To ensure that only uncorrelated variants were included in MR analysis, all variants correlated with the most significant SNPs were excluded (clumping r2 cut-off = 0.001, clumping window = 10,000 kb). Subsequently, all included SNPs were extracted from the GWAS dataset for early AMD, and alleles were harmonized. MR analysis was conducted using the TwoSampleMR R package [41]. The inverse-variance-weighted (IVW) method was the primary analysis method used to assess the causal effect of each lipid biomarker on early AMD.
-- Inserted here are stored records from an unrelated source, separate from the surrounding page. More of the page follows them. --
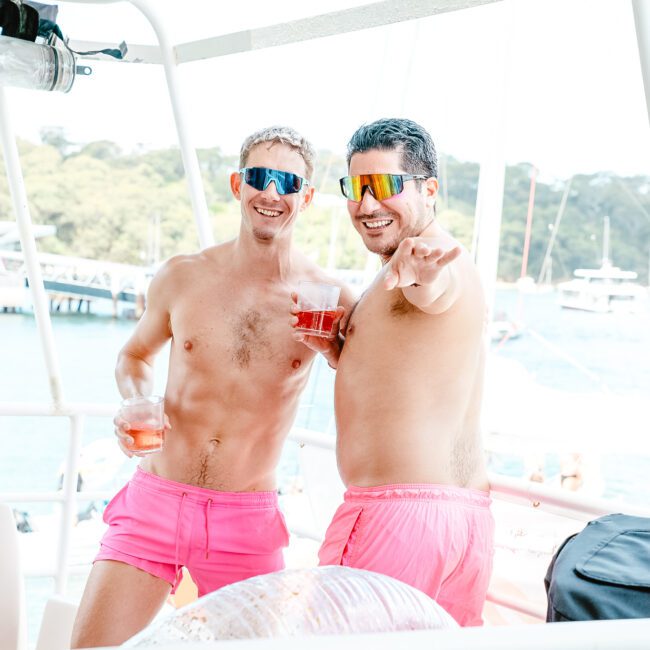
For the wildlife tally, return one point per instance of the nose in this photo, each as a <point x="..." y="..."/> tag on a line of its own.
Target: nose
<point x="271" y="192"/>
<point x="368" y="203"/>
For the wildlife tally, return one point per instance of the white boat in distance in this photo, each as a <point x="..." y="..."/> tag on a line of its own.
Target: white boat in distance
<point x="607" y="289"/>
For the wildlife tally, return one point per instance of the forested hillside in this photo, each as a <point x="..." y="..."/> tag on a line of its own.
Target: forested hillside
<point x="106" y="204"/>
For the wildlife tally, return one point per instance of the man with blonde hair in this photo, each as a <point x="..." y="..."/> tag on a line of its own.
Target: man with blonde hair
<point x="207" y="501"/>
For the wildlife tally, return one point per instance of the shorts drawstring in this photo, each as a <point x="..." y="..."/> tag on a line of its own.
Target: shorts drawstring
<point x="178" y="534"/>
<point x="208" y="505"/>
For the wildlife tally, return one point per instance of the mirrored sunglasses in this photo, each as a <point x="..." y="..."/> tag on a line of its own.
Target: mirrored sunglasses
<point x="260" y="177"/>
<point x="381" y="186"/>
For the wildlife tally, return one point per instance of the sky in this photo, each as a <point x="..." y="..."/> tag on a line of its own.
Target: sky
<point x="572" y="97"/>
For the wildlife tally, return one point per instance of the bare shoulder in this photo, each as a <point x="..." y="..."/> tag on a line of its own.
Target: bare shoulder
<point x="184" y="267"/>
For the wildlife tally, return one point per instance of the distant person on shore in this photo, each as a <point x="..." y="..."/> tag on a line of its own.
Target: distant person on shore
<point x="571" y="474"/>
<point x="208" y="500"/>
<point x="409" y="385"/>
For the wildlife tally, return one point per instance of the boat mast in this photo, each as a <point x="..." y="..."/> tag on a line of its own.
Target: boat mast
<point x="606" y="260"/>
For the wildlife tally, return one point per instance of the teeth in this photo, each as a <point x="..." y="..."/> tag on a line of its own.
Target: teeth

To assess the potential impact of horizontal pleiotropy, a series of sensitivity analyses were performed, including MR-Egger regression, weighted median method, and weighted mode method [41]. These methods allow for the existence of horizontal pleiotropy but have less statistical power than IVW [41]. Additionally, the Egger intercept was calculated to assess horizontal pleiotropy [42]. MR pleiotropy residual sum and outlier (MR-PRESSO) testing was applied to assess potential bias from outliers and to evaluate overall heterogeneity [43]. Leave-one-out analysis was also applied to assess the influences of particular SNPs [41].

To avoid collinearity, we performed multivariable MR (MVMR)-IVW analysis by selecting groups of exposures. By using genetic instruments associated with any of the included sets of exposures, MVMR analysis can estimate the influence of each exposure condition on the effects of SNPs related to the other exposures.